Regardless of how any dispute plays out, the tariff fight—unlike every other major trade skirmish for the past quarter century—will not be resolved within the framework of WTO rules. The EU, Japan, Australia and others will now be forced into some sort of negotiation with the Trump administration to try to ease the impact of the tariffs. Canada and Mexico, which have been exempted temporarily from the tariffs, will have to decide what if anything they are prepared to offer in the current renegotiation of the North American Free Trade Agreement to preserve that privileged status.
And all of this is just a warm-up for the main event, which is the coming U.S. trade confrontation with China. The Trump administration has signaled clearly that it is prepared to impose new tariffs and investment restrictions on China as part of its Section 301 investigation into China’s trading practices—another old law that was temporarily rendered obsolete by the WTO’s creation. China may well complain to the WTO, but the dispute will only be resolved, if it can be resolved, by direct negotiations between the United States and China.
This new approach could have its merits, though the United States would be better served by not alienating its close allies right before picking a fight with China. Even critics of the Trump administration acknowledge that the problems with China have been building for many years and that WTO rules have proved inadequate. A tougher, more direct approach might have greater success.
But that should not close our eyes to what has been lost. The WTO was the crown jewel in the effort to build international governance—it was a visionary and courageous effort to create predictability and consistency in the trade relations among nations. For a brief period, it gave smaller countries something close to equal status with their larger counterparts—little Antigua and Barbuda, for example, could successfully sue the United States in the WTO for its restrictions on cross-border internet gambling, and win respect and modest compensation.

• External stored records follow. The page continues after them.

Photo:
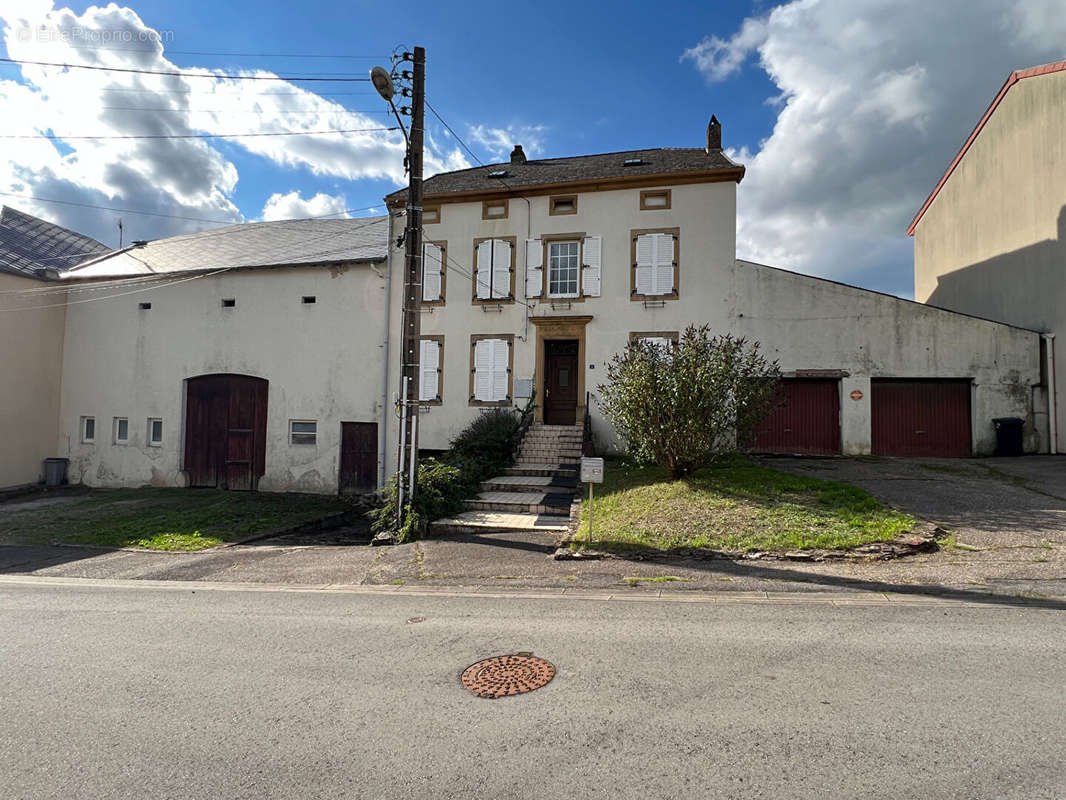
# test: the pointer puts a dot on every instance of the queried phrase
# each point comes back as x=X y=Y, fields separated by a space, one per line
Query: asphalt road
x=199 y=692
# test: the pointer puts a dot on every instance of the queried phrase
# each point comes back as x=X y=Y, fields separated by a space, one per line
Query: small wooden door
x=225 y=431
x=561 y=382
x=358 y=457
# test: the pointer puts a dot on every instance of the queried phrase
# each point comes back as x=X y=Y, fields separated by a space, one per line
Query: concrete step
x=482 y=522
x=543 y=469
x=530 y=483
x=522 y=502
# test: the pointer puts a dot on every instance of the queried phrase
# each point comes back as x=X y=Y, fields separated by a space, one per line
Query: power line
x=224 y=76
x=60 y=138
x=119 y=294
x=240 y=111
x=119 y=210
x=85 y=45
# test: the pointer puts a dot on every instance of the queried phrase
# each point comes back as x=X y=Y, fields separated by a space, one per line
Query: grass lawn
x=158 y=518
x=738 y=507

The world will now revert to the historical norm in which the strong do what they can and the weak suffer what they must. That has long been the reality of international politics, and it can indeed create a sort of workable order, one that will allow countries to respond to the domestic political pressures they all face.
But something important and valuable was lost yesterday with Donald Trump’s White House tariff proclamation. The WTO was a lovely promise of a more rational, predictable, and fairer global economic order. Its death should be mourned.